My own way of operating in the social realm is so drastically different from David's, I find these old episodes like a kind of "wish fulfillment." Larry David invites us to dream! Which is something more than a small contribution to our world.
***
Here’s the start of one of Raymond Carver’s most famous stories:
My friend Mel McGinnis was talking. Mel McGinnis is a cardiologist, and sometimes that gives him the right.
The four of us were sitting around his kitchen table drinking gin. Sunlight filled the kitchen from the big window behind the sink. There were Mel and me and his second wife, Teresa--Terri, we called her--and my wife, Laura. We lived in Albuquerque then. But we were all from somewhere else.
There was an ice bucket on the table. The gin and the tonic water kept going around, and we somehow got on the subject of love. Mel thought real love was nothing less than spiritual love. He said he’d spent five years in a seminary before quitting to go to medical school. He said he still looked back on those years in the seminary as the most important years in his life.
Terri said the man she lived with before she lived with Mel loved her so much he tried to kill her. Then Terri said, “He beat me up one night. He dragged me around the living room by my ankles. He kept saying, 'I love you, I love you, you bitch.’ He went on dragging me around the living room. My head kept knocking on things.” Terri looked around the table. “What do you do with love like that?”
The story is “What We Talk about when We Talk about Love.” There are some subtle tricks; it’s Carver, after all! The characters all “were from somewhere else.” We lived “in Albuquerque then.” So there’s a fairy-tale element: This Albuquerque phase is like an oasis. It won’t last. Past lives pop up like ghosts. Mel’s seminary years make an appearance. Terri can’t help but evoke memories of her former man, who “loved her so much he tried to kill her.”
The opening lines have a whiff of Jane Austen-ish irony; “he was talking. He was a cardiologist, and sometimes that gave him the right.” Is the narrator suggesting that Mel is a self-righteous blowhard? No one has the right to be a bore. The suggestion is planted, then the narrator moves on to other matters.

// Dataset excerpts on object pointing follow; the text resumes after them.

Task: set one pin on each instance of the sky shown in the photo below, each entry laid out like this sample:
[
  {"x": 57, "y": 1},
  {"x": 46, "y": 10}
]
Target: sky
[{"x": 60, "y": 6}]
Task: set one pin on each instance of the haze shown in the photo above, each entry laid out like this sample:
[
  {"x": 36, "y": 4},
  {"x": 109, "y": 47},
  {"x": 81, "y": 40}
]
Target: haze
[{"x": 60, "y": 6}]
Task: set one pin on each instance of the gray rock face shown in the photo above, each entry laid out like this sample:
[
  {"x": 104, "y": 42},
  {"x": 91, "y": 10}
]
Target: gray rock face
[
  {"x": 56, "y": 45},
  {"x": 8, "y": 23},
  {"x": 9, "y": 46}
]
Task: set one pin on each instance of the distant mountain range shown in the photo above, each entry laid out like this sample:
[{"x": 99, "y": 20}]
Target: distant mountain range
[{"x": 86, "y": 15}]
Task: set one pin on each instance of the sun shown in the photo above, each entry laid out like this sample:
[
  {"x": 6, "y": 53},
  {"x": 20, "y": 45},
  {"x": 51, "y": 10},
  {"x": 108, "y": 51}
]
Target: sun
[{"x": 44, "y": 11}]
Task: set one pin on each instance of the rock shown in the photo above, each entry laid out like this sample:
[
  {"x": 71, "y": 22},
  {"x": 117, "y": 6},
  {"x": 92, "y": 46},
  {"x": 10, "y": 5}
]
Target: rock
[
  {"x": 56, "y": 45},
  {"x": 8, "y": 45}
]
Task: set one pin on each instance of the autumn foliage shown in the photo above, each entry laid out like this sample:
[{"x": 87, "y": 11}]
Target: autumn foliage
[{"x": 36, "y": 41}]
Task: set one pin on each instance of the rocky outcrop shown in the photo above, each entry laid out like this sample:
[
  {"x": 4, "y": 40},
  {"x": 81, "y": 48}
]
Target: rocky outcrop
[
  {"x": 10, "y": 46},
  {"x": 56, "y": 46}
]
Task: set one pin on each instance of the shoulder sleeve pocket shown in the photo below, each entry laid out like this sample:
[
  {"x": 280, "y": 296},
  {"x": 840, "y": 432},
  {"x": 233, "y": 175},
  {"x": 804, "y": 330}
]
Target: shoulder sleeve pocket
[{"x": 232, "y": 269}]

The ice bucket and gin also seem to have mystical powers; they coax love-talk out of the four flawed protagonists. My impression is that love is always on everyone’s tongue; it’s “the central mystery.” You just have to get that gin and tonic water “going around.”
And then another mine in the minefield: How will Mel react to Terri’s dredging up images of the former lover? (And is there a better snapshot of the Divided Self than “I love you, I love you, you bitch”--?) The reader might think of “Boxes,” where another woman has the ghost of a former life following her, a life in which a man took his car and drove himself off a high, high bridge. The insurance company charged the woman for the damage to the bridge.
Human frailty, unarticulated tension, lives in transition--and we are off to the races. Welcome to the world of Raymond Carver!